O que fazemos | TIPS

Normalmente todo o sangue do intestino, estômago e baço, drena pela veia porta e é filtrado pelo fígado, liberando o sangue livre das toxinas produzidas pela digestão (fig. 1).

Fig. 1: A veia porta é formada pela união das veias que drenam o sangue do estômago, baço e do intestino.
Fig. 1: A veia porta é formada pela união das veias que drenam o sangue do estômago, baço e do intestino.

Quando o paciente é portador de cirrose hepática, ocorre um processo crônico de cicatrização e fibrose em torno dos ramos da veia porta que culmina com um aumento da resistência do fluxo de sangue para o fígado, levando a formação de ascite (barriga d’água) e desvio do fluxo de sangue para veias colaterais. Geralmente estas veias colaterais são veias do esôfago, estômago e intestino, que quando sobrecarregadas, podem romper e causar hemorragia digestiva, que pode ser fatal.

O tratamento definitivo para a cirrose hepática e seus sintomas é o transplante hepático, porém, na maioria dos casos, devido à gravidade dos sintomas, os pacientes não podem esperar o tempo necessário para a realização do mesmo. Atualmente, melhor tratamento para os sintomas da hipertensão portal, dentre eles, ascite refratária (“barriga d’água”), hemorragia digestiva, hidrotórax (“água na pleura”) e síndrome de Budd Chiari (trombose ou oclusão das veias que drenam o sangue do fígado) se chama TIPS (transjugular intrahepatic porto systemic shunt; traduzido como derivação portossistêmica intra-hepática por via transjugular).

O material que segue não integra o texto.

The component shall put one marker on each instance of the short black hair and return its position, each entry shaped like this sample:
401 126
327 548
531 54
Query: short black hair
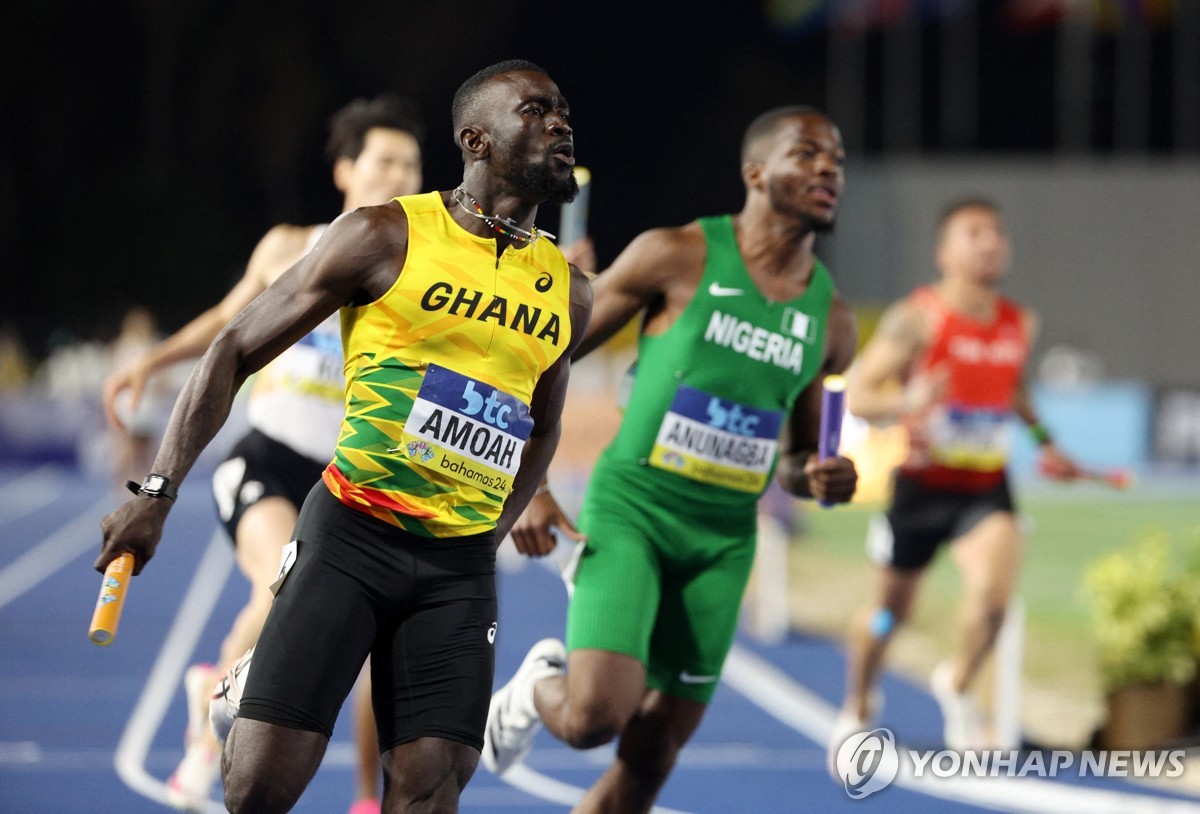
963 204
765 125
469 91
348 127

O TIPS consiste em se criar uma comunicação entre a veia hepática (veia que drena o sangue do fígado em direção ao coração) e a veia porta, “desafogando” portanto, o sangue retesado e reduzindo o estado de hipertensão portal do paciente (fig. 2).

Fig. 2: Em A podemos ver a relação anatômica entre a veia porta e as veias hepáticas, assim com a presença de varizes esofágicas decorrentes da hipertensão portal. Em B, vemos a restituição do fluxo sanguíneo em direção ao fígado e, consequentemente o esvaziamento das varizes de esôfago, após o implante do TIPS.
Fig. 2: Em A podemos ver a relação anatômica entre a veia porta e as veias hepáticas, assim com a presença de varizes esofágicas decorrentes da hipertensão portal. Em B, vemos a restituição do fluxo sanguíneo em direção ao fígado e, consequentemente o esvaziamento das varizes de esôfago, após o implante do TIPS.

O procedimento é feito sob anestesia geral, através de um acesso venoso obtido por punção com agulha, da veia jugular interna direita no pescoço do paciente. Um sistema composto por um conjunto de cateteres é orientado, através de visualização em tempo real com raios-x, até a veia hepática. Com uma agulha, realizamos a punção da veia porta através do fígado, criando assim uma comunicação entre a veia hepática e a veia porta (fig. 3). Após a dilatação deste trajeto, implantamos um stent (prótese em formato tubular composta por uma malha de metal revestida com um tecido inerte ao organismo), que manterá o fluxo entre estas duas veias (fig. 4)

Fig. 3: Punção da veia porta através do parênquima hepático, obtendo-se uma comunicação entre a veia hepática e a veia porta.
Fig. 3: Punção da veia porta através do parênquima hepático, obtendo-se uma comunicação entre a veia hepática e a veia porta.
Fig. 4: Controle final pós implante do TIPS: Injeção de contraste através de cateter posicionado na veia porta demonstra fluxo sanguíneo entre a veia porta e a veia hepática, através do implante do stent no trajeto obtido com a punção.
Fig. 4: Controle final pós implante do TIPS: Injeção de contraste através de cateter posicionado na veia porta demonstra fluxo sanguíneo entre a veia porta e a veia hepática, através do implante do stent no trajeto obtido com a punção.

Durante o mesmo procedimento podemos realizar a embolização (oclusão endovascular) das varizes do sistema digestivo, além da mensuração do nível de hipertensão portal antes e após o procedimento, o que traduz a eficácia do mesmo.

O maior risco do procedimento é o desenvolvimento do que chamamos de encefalopatia, que é um estado de confusão mental gerado pelo aumento das toxinas absorvidas no intestino presentes na circulação sanguínea. Esta complicação pode estar presente em até 10% dos casos e em uma minoria pode evoluir para coma e óbito.

Atualmente, a taxa de sucesso da realização do procedimento é superior a 95% e a patência do stent em dois anos.